In any event, they were also partly responsible for why I was stuck that Friday, and why I was ultimately forced to confront the decision to terminate my third pregnancy.
After making the decision with my husband, I was plunged into an even murkier world -- that of finding an abortion provider. If information on Plan B was hard to come by, and practitioners were evasive on emergency contraception, trying to get information on how to abort a pregnancy in 2006 is an even more Byzantine experience.
On the Internet, most of what I found was political in nature or otherwise unhelpful: pictures of what your baby looks like in the womb from week one, and so on.
Calling doctors, I felt like a pariah when I asked whether they provided termination services. Finally, I decided to check the Planned Parenthood Web site to see whether its clinics performed abortions. They did, but I learned that if I had the abortion in Virginia, the procedure would take two days because of a mandatory 24-hour waiting period, which requires that you go in first for a day of counseling and then wait a day to think things over before returning to have the abortion. Because of work and the children, I couldn't afford two days off, so I opted to have the procedure done on a Saturday in downtown D.C. while my husband took the kids to the Smithsonian.
The hidden world of abortion services soon became even more subterranean. I called Planned Parenthood two days in advance to confirm the appointment. The receptionist politely informed me that the organization never confirms appointments, for "security reasons," and that I would have to just show up.
I arrived shortly before 10 a.m. in a bleak downpour, trusting that someone had recorded my appointment.
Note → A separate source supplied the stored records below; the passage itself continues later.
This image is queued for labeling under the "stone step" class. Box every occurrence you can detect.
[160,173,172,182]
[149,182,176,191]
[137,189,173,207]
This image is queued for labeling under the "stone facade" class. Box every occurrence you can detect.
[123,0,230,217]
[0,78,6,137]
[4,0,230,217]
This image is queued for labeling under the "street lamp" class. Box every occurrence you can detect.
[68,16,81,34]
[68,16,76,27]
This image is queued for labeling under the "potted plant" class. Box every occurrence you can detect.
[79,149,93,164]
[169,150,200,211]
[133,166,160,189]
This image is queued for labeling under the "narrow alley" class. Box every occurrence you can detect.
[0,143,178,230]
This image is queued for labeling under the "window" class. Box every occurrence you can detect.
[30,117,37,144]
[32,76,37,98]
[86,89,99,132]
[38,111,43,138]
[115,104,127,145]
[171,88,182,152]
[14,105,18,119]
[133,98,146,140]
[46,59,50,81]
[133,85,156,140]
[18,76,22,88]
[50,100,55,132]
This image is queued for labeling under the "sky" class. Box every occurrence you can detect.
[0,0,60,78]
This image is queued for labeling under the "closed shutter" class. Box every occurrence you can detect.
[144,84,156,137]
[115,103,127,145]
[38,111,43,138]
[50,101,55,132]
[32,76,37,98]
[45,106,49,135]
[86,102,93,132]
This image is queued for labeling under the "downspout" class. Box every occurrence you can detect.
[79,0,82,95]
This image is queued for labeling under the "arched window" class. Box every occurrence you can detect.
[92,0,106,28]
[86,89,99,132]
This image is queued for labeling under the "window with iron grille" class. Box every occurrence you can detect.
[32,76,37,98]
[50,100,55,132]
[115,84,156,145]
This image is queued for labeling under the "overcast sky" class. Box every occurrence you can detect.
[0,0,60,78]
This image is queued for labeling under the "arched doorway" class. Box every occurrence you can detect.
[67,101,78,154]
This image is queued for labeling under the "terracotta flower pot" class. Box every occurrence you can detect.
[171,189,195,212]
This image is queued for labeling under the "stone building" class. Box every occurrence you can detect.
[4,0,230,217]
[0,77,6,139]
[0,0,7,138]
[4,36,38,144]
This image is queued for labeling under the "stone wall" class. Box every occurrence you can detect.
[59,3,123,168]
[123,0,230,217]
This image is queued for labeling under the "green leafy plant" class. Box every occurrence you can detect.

I shuffled to the front door through a phalanx of umbrellaed protesters, who chanted loudly about Jesus and chided me not to go into that house of abortion.
All the while, I was thinking that if religion hadn't been allowed to seep into American politics the way it has, I wouldn't even be there. This all could have been stopped way before this baby was conceived if they had just let me have that damn pill.
After passing through the metal detector inside the building, I entered the Planned Parenthood waiting room; it was like the waiting room for a budget airline -- crammed full of people, of all races, and getting busier by the moment. I was by far the oldest person there (other than one girl's mom). The wait seemed endless. No one looked happy. We were told that the lone doctor was stuck in Cherry Blossom Parade traffic.
He finally arrived, an hour and a half late.
The procedure itself took about five minutes. I finally walked out of the building at 4:30, 6 1/2 hours after I had arrived.
It was a decision I am sorry I had to make. It was awful, painful, sickening. But I feel that this administration gave me practically no choice but to have an unwanted abortion because the way it has politicized religion made it well-nigh impossible for me to get emergency contraception that would have prevented the pregnancy in the first place.
And to think that, all these years after Roe v. Wade became the law of the land, this is what our children have to look forward to as they approach their reproductive years.
Dana L. is a lawyer and writer living in Virginia. Out of concern for her family's privacy, she requested that her last name not be published.